Serving In The West said:
			
		

> Looking for books on Canada's involvement from any perspective, be it the history thereof, soldiers stories, etc. I will deploy with TF-108 shortly and looking for reading materials. I already have "On Combat" by Col Grossman and "15 Days" as a starting point. More ideas would be appreciated.



Er our tasking has just started,we are baby's in this part of the world.

Try reading some history about over 100 yrs ago when Britain and Russia were trying to employ their Imperial power in Afg.
There is only one man who came an conquered Afghanistan and that was Alexnader the Great and he did it by the sword and yes It is said Alexander founded Kandahar.

Correct me if I am wrong. (old farts diseace,read to many book's)


----------



## Roy Harding (1 Feb 2008)

Try "A Bear Came Over The Mountain" - I don't recall the author, and a google search reveals a couple of unrelated books by Sid Marty and Alice Munroe - those aren't the ones (and my personal copy is still packed away in a box somewhere - I'll get the bookshelves built someday.)

The book I'm thinking of was written by a Soviet who had direct experience in their Afghan campaign in the '80s.  It was required reading for all 3 PPCLI Sr NCOs, WOs and Offrs prior to our embarkation in '02.

I'm sorry I can't give better details here - someone help me out.


----------



## Mortar guy (1 Feb 2008)

"The Bear Went Over the Mountain"  by Lester Grau. A better read is his next book "The Other Side of the Mountain" by Grau and Ali Jalali which deals with tactics from the muj side.

Also, "Taliban" by Ahmed Rashid and "Koran, Kalashnikov and Laptop" by Giustozzi are great reads.


----------



## Roy Harding (1 Feb 2008)

Mortar guy said:
			
		

> "The Bear Went Over the Mountain"  by Lester Grau.

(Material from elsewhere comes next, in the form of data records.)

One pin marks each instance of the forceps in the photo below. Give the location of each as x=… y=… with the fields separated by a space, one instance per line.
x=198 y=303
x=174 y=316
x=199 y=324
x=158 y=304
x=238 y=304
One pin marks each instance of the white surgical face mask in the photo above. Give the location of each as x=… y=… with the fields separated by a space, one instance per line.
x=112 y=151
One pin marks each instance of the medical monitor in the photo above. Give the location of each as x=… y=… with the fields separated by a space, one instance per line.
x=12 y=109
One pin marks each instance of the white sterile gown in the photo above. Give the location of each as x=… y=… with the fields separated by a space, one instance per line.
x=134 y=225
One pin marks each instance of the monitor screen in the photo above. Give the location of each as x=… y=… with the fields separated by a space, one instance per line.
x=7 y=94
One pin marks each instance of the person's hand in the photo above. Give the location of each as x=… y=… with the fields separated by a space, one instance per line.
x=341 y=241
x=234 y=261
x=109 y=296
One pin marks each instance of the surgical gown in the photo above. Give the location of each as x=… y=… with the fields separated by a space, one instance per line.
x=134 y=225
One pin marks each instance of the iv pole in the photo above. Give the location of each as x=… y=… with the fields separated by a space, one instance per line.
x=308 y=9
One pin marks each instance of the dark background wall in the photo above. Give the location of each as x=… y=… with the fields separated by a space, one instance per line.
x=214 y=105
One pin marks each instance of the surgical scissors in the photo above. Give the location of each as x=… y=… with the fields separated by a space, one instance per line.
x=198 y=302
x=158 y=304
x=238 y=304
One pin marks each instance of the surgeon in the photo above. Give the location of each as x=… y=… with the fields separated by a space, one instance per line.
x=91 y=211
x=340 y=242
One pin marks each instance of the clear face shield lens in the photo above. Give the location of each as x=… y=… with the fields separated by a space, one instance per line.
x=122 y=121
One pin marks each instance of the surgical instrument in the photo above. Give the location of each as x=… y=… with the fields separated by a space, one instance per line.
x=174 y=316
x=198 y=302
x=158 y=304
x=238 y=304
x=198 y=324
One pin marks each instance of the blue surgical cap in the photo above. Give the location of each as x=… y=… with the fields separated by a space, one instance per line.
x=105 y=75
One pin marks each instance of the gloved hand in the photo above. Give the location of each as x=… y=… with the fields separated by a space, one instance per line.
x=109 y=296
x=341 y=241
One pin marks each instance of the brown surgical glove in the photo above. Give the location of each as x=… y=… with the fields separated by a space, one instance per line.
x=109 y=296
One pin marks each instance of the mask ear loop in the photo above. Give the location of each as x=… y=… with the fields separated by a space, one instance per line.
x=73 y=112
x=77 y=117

A better read is his next book "The Other Side of the Mountain" by Grau and Ali Jalali which deals with tactics from the muj side.
> 
> Also, "Taliban" by Ahmed Rashid and "Koran, Kalashnikov and Laptop" by Giustozzi are great reads.



Yes - THAT's the one.  Thank you.

It's a good take on the tactical problems faced by the Soviets - and you're right - "The Other Side of the Mountain" is also an excellent (perhaps better) read.


----------